Als Schwester Fidelma und Bruder Eadulf Hildas Gemach betraten, erhob sich die Äbtissin von ihrem Stuhl und ging den beiden mit ausgestreckten Händen entgegen. Ihr herzliches Lächeln war echt, doch die tiefen Falten um ihre Augen ließen ahnen, wie sehr die Aufregungen der letzten Tage und das Ergebnis der Synode sie belasteten.
«Ich soll Euch beiden im Namen Bischof Col-mans und König Oswius von Herzen danken.»
Schwester Fidelma neigte den Kopf vor der Äbtissin, während Eadulf sich tief hinunterbeugte, um ihren Ring zu küssen, wie es der römischen Sitte entsprach.
Äbtissin Hilda bat die beiden, es sich bequem zu machen. Sie selbst nahm vor dem Feuer Platz.
«Ich brauche Euch wohl nicht zu sagen, wie tief die Abtei, ja das gesamte Königreich, in Eurer Schuld steht.»
Fidelma sah die Trauer in den Augen der Äbtissin.
«Es war nur ein geringer Dienst, den wir geleistet haben», erwiderte sie sanft. «Ich wünschte, wir wären schneller zu unserem Ergebnis gekommen.» Sie runzelte die Stirn. «Werdet Ihr wie Colman Northumbrien verlassen?»
Äbtissin Hilda blinzelte.
«Ich, mein Kind?» erwiderte sie erstaunt. «Ich habe fünfzig Jahre hier verbracht, und Northumbrien ist mein Heimatland. Nein, Fidelma, ich werde bleiben.»

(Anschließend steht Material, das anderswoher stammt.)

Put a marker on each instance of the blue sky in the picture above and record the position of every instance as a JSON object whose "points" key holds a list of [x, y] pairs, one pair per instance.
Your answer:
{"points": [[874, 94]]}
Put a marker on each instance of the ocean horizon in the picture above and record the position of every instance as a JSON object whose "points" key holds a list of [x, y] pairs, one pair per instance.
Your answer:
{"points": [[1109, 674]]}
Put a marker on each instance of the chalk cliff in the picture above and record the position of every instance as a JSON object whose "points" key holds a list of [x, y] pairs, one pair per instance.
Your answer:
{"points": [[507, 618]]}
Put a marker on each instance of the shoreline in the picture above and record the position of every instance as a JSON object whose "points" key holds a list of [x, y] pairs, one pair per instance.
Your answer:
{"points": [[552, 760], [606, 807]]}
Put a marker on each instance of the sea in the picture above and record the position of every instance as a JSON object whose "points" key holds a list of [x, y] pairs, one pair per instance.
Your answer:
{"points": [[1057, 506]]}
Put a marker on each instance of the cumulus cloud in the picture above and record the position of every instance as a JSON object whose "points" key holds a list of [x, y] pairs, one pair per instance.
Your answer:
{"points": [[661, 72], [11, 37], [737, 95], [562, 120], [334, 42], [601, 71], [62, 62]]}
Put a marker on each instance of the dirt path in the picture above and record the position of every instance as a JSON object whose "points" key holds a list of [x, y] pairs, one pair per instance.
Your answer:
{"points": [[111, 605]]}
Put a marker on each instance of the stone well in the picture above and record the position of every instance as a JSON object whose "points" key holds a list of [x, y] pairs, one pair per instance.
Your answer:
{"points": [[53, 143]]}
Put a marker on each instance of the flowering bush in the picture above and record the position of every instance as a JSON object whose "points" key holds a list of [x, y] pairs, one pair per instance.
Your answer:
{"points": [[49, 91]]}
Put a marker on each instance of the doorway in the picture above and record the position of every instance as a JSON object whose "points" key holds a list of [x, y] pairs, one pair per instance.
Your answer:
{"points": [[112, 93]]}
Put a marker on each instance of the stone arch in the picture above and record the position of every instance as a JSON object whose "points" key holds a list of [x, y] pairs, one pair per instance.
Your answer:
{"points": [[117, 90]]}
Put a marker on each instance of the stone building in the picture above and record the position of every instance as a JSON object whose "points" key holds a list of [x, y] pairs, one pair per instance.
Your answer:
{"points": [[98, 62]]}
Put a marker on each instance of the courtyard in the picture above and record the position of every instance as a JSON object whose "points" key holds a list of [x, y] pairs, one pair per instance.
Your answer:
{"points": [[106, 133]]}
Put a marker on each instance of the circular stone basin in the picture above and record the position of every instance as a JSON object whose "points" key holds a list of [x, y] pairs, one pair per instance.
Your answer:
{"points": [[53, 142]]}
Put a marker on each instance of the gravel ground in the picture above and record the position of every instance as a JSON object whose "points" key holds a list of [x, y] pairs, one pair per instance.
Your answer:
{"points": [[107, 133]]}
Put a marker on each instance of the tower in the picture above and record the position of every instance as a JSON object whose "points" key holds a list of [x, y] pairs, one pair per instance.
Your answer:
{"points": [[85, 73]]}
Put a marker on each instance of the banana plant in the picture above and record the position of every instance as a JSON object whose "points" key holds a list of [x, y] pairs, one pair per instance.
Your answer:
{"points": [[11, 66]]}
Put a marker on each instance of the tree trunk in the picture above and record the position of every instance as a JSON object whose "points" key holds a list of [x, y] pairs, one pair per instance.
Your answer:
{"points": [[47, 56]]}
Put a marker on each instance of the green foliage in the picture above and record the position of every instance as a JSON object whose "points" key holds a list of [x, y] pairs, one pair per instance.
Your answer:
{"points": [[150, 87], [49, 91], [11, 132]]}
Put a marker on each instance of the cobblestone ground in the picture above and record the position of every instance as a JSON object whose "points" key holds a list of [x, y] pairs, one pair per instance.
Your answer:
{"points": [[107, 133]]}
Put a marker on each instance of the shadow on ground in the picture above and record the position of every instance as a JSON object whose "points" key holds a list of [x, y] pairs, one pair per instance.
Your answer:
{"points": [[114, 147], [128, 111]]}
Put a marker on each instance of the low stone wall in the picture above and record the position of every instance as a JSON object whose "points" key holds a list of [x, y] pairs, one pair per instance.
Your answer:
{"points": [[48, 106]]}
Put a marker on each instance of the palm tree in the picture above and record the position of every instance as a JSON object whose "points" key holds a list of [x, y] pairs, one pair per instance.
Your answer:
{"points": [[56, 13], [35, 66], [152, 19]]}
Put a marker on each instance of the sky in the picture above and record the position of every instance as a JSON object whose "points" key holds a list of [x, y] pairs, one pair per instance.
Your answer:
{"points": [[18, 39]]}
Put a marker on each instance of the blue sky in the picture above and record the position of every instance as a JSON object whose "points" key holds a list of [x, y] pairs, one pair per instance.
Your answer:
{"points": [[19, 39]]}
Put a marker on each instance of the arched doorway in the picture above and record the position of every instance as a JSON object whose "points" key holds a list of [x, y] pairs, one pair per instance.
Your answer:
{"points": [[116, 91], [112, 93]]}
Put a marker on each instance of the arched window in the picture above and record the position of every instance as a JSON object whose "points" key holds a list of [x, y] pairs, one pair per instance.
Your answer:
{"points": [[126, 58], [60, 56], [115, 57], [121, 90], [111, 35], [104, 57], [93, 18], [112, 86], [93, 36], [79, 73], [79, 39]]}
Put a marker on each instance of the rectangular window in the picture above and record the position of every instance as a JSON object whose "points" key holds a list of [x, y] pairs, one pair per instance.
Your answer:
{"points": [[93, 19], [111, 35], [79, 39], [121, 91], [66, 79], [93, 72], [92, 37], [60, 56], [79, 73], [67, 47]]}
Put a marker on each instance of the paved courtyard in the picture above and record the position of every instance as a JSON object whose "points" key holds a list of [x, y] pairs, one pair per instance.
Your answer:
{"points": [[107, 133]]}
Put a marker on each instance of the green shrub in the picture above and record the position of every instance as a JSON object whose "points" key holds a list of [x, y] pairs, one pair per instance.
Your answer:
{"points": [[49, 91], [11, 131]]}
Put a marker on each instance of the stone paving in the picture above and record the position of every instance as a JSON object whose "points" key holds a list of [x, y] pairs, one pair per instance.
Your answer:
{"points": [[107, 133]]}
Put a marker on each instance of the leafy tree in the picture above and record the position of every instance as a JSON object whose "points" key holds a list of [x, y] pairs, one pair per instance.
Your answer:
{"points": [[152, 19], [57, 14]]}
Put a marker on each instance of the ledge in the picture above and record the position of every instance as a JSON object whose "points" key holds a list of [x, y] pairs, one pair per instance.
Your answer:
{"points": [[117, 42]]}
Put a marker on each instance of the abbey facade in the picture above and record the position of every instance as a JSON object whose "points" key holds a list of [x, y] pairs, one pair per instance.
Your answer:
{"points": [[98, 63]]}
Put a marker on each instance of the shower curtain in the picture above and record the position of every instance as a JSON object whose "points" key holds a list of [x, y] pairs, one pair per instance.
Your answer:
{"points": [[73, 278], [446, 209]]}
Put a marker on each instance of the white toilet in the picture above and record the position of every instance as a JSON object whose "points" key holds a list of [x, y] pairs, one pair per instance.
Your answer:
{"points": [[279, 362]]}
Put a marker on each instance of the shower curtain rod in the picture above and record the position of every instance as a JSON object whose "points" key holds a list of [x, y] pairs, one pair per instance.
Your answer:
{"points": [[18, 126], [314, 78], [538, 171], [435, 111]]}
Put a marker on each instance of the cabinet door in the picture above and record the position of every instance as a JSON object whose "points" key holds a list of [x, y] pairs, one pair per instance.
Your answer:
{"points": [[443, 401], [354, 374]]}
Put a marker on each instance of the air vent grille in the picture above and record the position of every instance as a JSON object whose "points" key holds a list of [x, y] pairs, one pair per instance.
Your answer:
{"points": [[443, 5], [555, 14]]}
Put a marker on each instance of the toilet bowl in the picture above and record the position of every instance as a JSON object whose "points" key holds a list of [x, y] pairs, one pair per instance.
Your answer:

«Aber Ihr habt die Lehren Columbans unterstützt», sagte Fidelma. «Werdet Ihr jetzt, da North-umbrien sich Rom zuwendet, hier noch einen Platz finden?»
Die Äbtissin wiegte den Kopf.
«Ich werde nicht über Nacht römisch werden. Aber ich werde die Entscheidung der Synode anerkennen, obwohl mein Herz für die irische Kirche schlägt. Ich werde hier in Witebia bleiben und hoffen, daß es auch weiterhin eine Stadt der Reinen bleibt.»
Bruder Eadulf rutschte unruhig auf seinem Stuhl hin und her und fragte sich, warum er sich noch immer so niedergeschlagen fühlte. Schließlich war seine Kirche als Sieger aus der Debatte hervorgegangen. Die unitas Catholica hatte triumphiert. Die Lehren Roms galten jetzt für alle sächsischen Königreiche. Warum hatte er dennoch das Gefühl, daß etwas verlorengegangen war?
«Wer wird jetzt Colmans Bischofsamt übernehmen?» fragte er in dem Versuch, sich abzulenken.
Äbtissin Hilda lächelte traurig.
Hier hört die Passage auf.